17 julio 2025

Camino de sirga, un monumento literario



Pilastras y paredes maestras se resquebrajaron bruscamente; un estruendo ensordecedor en el que se mezclaban el crujido de jácenas y vigas, el desplome de escaleras, suelos, tabiques y bovedillas, el estallido de cristales y una rotura de ladrillos, tejas y mosaicos, retumbó por la bajada de la Herradura mientras la casa se derrumbaba irremediablemente. Enseguida, una nube de polvo, la primera de las que debían acompañar la larga agonía que entonces comenzaba, se alzó por encima de la villa y se desvaneció poco a poco en el aire luminoso de la mañana de primavera.
Años después, cuando el desastre iniciado aquel día de 1970 era memoria lejana, tiempo amortajado con telarañas de niebla, una crónica anónima reunió un montón de testimonios sobrecogedores sobre el acontecimiento. El primero desde un punto de vista cronológico, pese a que no resultaba el más patético, recogía el parón del reloj del campanario ocurrido la víspera en medio de un crepúsculo tempestuoso que pintaba el cielo con carmines violáceos, oros mortecinos y brumas negras; según el cronista, la avería era una premonición clara de lo que debía ocurrir al día siguiente, un anuncio del final inexorable del tiempo antiguo. La angustia se hacía estremecedora en la descripción, debida a otro testimonio, de la noche a que había dado paso la incertidumbre del crepúsculo: la crónica hablaba del espeso silencio de las calles desiertas, silencio que quería reflejar el de la gente encerrada en casa, rezando para que no rompiera el día. Sin embargo, de todas las evocaciones, la más sobrecogedora era la del siniestro estruendo de las once de la mañana siguiente en la bajada de la Herradura: según la crónica, el vecindario se sintió sacudido hasta la médula por el comienzo del desastre.
Sin duda, los testimonios resultaban impresionantes. Ahora bien, no era esta la única característica que tenían en común; compartían otra, quizá insignificante pero bastante esclarecedora de lo que sucedió aquel día nefasto: todos, sin excepción, eran también absolutamente falsos.
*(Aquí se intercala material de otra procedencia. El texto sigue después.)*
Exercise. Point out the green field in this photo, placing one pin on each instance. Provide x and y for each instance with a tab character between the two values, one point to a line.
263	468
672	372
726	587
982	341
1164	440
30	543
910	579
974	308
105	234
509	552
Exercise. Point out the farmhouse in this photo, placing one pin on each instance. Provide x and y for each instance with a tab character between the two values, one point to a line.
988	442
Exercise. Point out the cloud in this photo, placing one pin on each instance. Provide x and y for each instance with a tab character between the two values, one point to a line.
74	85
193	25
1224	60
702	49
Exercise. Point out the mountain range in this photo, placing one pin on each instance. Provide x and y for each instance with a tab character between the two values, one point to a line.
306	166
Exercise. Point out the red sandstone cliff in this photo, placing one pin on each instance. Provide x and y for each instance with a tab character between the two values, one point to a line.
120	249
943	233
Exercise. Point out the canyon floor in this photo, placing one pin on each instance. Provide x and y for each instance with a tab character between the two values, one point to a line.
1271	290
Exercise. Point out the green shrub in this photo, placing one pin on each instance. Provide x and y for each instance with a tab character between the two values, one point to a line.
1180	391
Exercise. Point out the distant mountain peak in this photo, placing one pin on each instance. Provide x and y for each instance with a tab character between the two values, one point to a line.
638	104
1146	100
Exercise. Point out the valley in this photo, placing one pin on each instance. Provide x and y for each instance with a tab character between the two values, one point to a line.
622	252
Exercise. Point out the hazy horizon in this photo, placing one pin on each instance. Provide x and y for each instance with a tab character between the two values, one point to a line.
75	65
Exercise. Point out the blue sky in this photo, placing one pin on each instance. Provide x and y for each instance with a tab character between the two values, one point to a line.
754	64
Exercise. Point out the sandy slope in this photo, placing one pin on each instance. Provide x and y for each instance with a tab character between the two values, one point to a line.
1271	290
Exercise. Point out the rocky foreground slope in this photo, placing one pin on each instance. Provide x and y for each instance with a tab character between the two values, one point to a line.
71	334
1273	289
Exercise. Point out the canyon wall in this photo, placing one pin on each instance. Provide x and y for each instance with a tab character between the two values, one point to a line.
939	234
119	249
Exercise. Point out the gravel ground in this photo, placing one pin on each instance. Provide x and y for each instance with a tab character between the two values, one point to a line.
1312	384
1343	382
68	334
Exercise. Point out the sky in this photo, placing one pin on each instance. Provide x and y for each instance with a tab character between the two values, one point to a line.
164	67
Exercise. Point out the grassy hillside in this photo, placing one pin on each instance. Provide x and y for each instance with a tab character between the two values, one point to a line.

Son los párrafos iniciales de Camino de sirga, la obra maestra absoluta de Jesús Moncada (Mequinenza, 1941-Barcelona, 2005), que apareció en catalán en 1988 y obtuvo en 1989 el Premio de la Crítica. Una novela que Anagrama recupera cuando se cumplen veinte años de la muerte de su autor, con la estupenda traducción de Joaquín Jordá.

Los habitantes se engañaban empecinándose en convertir el 12 de abril de 1970 en una fecha clave de su drama colectivo, como se equivocaban también al sentirse culpables de no haber asistido al acontecimiento. La demolición de la casa número 20 de la bajada de la Herradura con que se había iniciado el arrasamiento de la villa –y el azar burocrático señaló aquella como hubiera podido designar cualquiera de las que ya estaban vacías– no fue más que el principio del último acto de una prolongadísima pesadilla. Cuando las máquinas tensaron las sirgas de acero atadas a las pilastras y el edificio cayó en medio de una nube de polvo, hacía más de trece años que la destrucción de la villa había comenzado.

Con ese párrafo se cierra el primer capítulo de esta novela monumental en la que brilla, como sucede muy pocas veces en una obra, la capacidad de Jesús Moncada para crear un poderoso universo narrativo y ofrecer una extraordinaria muestra de virtuosismo literario en torno a la memoria de Mequinenza, antiguo centro de una importante cuenca minera, y a su desaparición bajo las aguas de dos pantanos, un drama que empezó con las demoliciones de aquel 12 de abril de 1970, tras un largo proceso iniciado en 1957.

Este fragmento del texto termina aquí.